Studies show that performing two consecutive cycles of SET achieves a cumulative live birth rate (CLBR) comparable to, or sometimes higher than, a single DET cycle. This sequential approach capitalizes on the high success rates of frozen embryo transfers, which are now nearly equal to fresh transfers. For instance, two sequential SET cycles have resulted in a CLBR of around 41%, compared to 36% for a single DET cycle, while eliminating the multiple birth risk.
The effectiveness of guidelines promoting SET is evident in national data, where the multiple birth rate decreased significantly while the cumulative live birth rate remained stable. For patients with a favorable prognosis, the overall chance of taking home a baby from a single egg retrieval cycle is essentially the same whether they choose DET or a sequence of SETs. The key difference is safety, as the multiple birth rate for DET can be as high as 29% to 37%, compared to less than 2% for SET.

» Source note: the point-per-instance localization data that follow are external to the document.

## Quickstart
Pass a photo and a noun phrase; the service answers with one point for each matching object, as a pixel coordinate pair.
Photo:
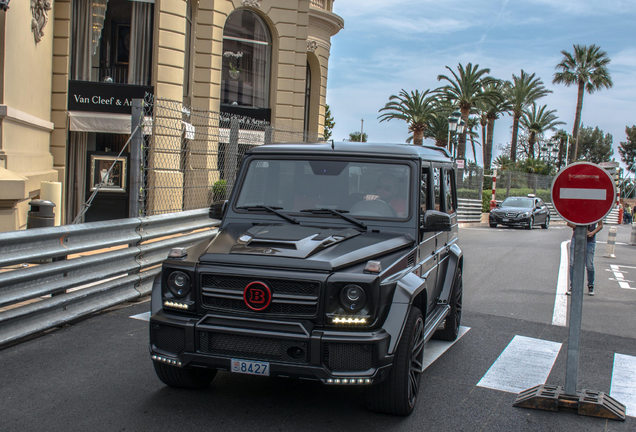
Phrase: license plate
(250, 367)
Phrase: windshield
(360, 189)
(517, 202)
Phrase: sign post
(583, 194)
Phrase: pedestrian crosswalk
(526, 362)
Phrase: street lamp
(453, 121)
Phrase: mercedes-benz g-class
(332, 262)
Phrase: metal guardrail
(469, 210)
(51, 276)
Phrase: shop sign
(104, 97)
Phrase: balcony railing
(322, 4)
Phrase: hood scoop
(289, 241)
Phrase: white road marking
(435, 348)
(560, 312)
(620, 277)
(142, 316)
(623, 387)
(582, 193)
(526, 362)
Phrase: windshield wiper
(270, 209)
(340, 213)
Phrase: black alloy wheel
(397, 394)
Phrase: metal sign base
(584, 402)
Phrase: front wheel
(397, 394)
(530, 223)
(190, 378)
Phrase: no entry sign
(583, 193)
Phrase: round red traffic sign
(583, 193)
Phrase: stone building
(70, 68)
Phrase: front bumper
(293, 349)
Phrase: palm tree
(536, 121)
(465, 89)
(561, 139)
(520, 93)
(414, 108)
(587, 68)
(490, 109)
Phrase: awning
(84, 121)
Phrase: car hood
(513, 209)
(297, 246)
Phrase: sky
(389, 45)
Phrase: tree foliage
(595, 145)
(357, 137)
(329, 123)
(627, 149)
(587, 69)
(415, 108)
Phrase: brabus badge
(257, 296)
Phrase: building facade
(67, 81)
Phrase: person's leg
(589, 265)
(569, 291)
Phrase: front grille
(289, 297)
(348, 357)
(252, 347)
(167, 338)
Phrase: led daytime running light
(176, 305)
(348, 320)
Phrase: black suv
(520, 211)
(333, 262)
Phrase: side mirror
(433, 220)
(217, 209)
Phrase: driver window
(437, 186)
(424, 191)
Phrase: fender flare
(455, 256)
(407, 288)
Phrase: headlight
(353, 298)
(179, 283)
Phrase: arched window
(246, 61)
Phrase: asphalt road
(96, 374)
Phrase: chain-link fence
(191, 157)
(470, 182)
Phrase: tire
(189, 378)
(397, 394)
(530, 223)
(454, 318)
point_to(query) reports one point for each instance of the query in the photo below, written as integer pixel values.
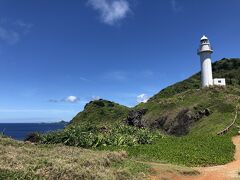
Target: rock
(134, 118)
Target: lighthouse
(205, 51)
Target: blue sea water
(19, 131)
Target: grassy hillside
(184, 107)
(101, 112)
(181, 109)
(19, 160)
(183, 113)
(225, 68)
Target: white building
(205, 50)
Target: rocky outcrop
(177, 125)
(134, 118)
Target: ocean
(19, 131)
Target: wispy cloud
(69, 99)
(142, 98)
(111, 11)
(35, 111)
(94, 98)
(116, 75)
(176, 7)
(12, 31)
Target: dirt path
(223, 172)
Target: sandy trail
(223, 172)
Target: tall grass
(93, 136)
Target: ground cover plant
(193, 150)
(94, 136)
(19, 160)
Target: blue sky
(57, 55)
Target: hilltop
(179, 109)
(100, 112)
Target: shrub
(93, 136)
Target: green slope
(101, 112)
(179, 109)
(225, 68)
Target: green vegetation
(93, 136)
(187, 150)
(19, 160)
(183, 109)
(225, 68)
(101, 112)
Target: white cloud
(69, 99)
(35, 111)
(72, 99)
(94, 98)
(9, 36)
(116, 75)
(12, 31)
(142, 98)
(111, 11)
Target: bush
(93, 136)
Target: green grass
(94, 136)
(19, 160)
(194, 150)
(17, 175)
(101, 112)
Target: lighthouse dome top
(204, 38)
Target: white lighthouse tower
(205, 51)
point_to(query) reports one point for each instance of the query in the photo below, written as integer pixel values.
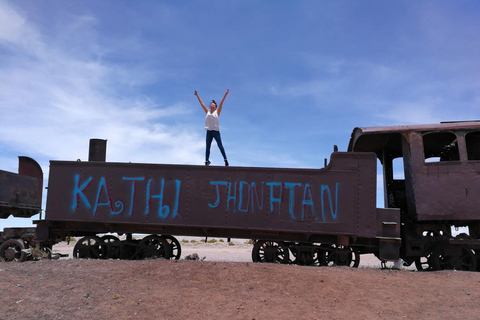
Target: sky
(301, 74)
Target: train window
(440, 146)
(472, 140)
(398, 173)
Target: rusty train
(324, 217)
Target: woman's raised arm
(201, 103)
(221, 102)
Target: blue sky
(301, 74)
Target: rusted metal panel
(444, 190)
(21, 194)
(339, 199)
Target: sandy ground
(226, 285)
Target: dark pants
(212, 134)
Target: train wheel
(89, 247)
(154, 246)
(112, 246)
(11, 250)
(338, 256)
(175, 246)
(271, 252)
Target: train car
(305, 216)
(324, 216)
(20, 196)
(438, 189)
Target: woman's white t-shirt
(211, 121)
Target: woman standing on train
(213, 127)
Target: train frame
(321, 217)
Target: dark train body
(322, 216)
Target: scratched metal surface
(339, 199)
(442, 191)
(21, 194)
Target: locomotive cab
(437, 189)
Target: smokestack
(97, 150)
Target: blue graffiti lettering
(134, 180)
(291, 198)
(217, 183)
(240, 207)
(254, 192)
(78, 191)
(274, 199)
(329, 194)
(307, 202)
(103, 197)
(102, 185)
(232, 196)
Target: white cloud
(53, 100)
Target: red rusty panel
(339, 199)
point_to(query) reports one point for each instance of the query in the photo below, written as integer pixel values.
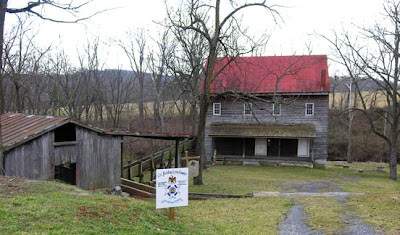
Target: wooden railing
(159, 160)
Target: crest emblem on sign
(172, 188)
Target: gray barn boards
(47, 148)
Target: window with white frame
(216, 108)
(276, 109)
(247, 109)
(309, 109)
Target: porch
(263, 161)
(257, 144)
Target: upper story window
(65, 133)
(276, 109)
(216, 108)
(247, 109)
(309, 109)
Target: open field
(51, 207)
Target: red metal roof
(269, 74)
(17, 127)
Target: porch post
(244, 147)
(177, 153)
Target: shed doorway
(282, 147)
(66, 173)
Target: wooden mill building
(269, 110)
(47, 148)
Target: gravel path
(294, 223)
(304, 194)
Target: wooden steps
(137, 189)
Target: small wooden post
(140, 172)
(177, 153)
(122, 156)
(129, 170)
(162, 160)
(171, 213)
(170, 158)
(187, 158)
(152, 166)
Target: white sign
(172, 187)
(193, 168)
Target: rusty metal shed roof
(17, 128)
(262, 130)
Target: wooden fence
(159, 160)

Health Risks Associated with Multiple Transfers
The most significant concern with transferring multiple embryos is the resulting multiple gestation pregnancy, which presents elevated health risks compared to a singleton pregnancy.
Maternal Risks
For the expectant mother, carrying twins or triplets more than doubles the risk of developing gestational hypertension, which can lead to preeclampsia. The risk of gestational diabetes is also increased. Mothers have a higher likelihood of complications such as anemia, placental abruption, and postpartum hemorrhage. Consequently, multiple gestations often necessitate a Cesarean section delivery, which carries its own surgical and recovery risks.
Infant Risks
The increased risk to the infants is even more pronounced, with the majority of multiples being born preterm, often before 37 weeks gestation. Prematurity is the largest cause of infant complications and mortality, frequently leading to low birth weight (less than 2,500 grams). These vulnerable infants often require an extended stay in the Neonatal Intensive Care Unit (NICU) for support.
Infants from multiple gestations face higher risks of serious long-term health issues, including chronic lung disease, developmental delays, and cerebral palsy. Specific to twins, there is also the risk of twin-to-twin transfusion syndrome (TTTS). These medical consequences underscore why the medical community strongly advocates for SET.

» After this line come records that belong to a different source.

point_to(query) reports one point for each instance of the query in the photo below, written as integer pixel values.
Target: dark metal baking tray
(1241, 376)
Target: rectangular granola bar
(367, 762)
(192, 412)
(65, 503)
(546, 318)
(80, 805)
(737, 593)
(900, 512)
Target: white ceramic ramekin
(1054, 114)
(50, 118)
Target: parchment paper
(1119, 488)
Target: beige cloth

Key Factors Guiding the Transfer Decision
The determination of how many embryos to transfer is a highly individualized decision made jointly by the medical team and the patient, based on several prognostic factors.
Patient Age
Patient age is a primary consideration. Younger patients (typically under age 35) with a better prognosis are strongly advised to undergo a single embryo transfer due to their higher implantation potential. As a woman’s age increases, the likelihood of chromosomal abnormalities in the embryos rises, which may lead the medical team to consider transferring more than one embryo.
Embryo Quality and Testing
The quality of the embryo is another determining factor, assessed through a standardized grading system that evaluates morphology and stage of development. The transfer of a euploid embryo, confirmed to have a normal number of chromosomes through preimplantation genetic testing (PGT-A), is almost universally performed as a single embryo transfer because its implantation success rate is significantly higher. If the available embryos are of lower quality or have not been genetically tested, the medical team may discuss the option of transferring two.
Previous Reproductive History
The patient’s previous reproductive history, including the number of prior failed IVF cycles, also influences the decision. A history of multiple unsuccessful transfers, despite the use of high-quality embryos, might lead to a discussion about transferring two embryos in a subsequent cycle to improve the odds per procedure. Finally, the receptivity of the uterus and other underlying medical factors must be considered as part of the overall risk-benefit analysis.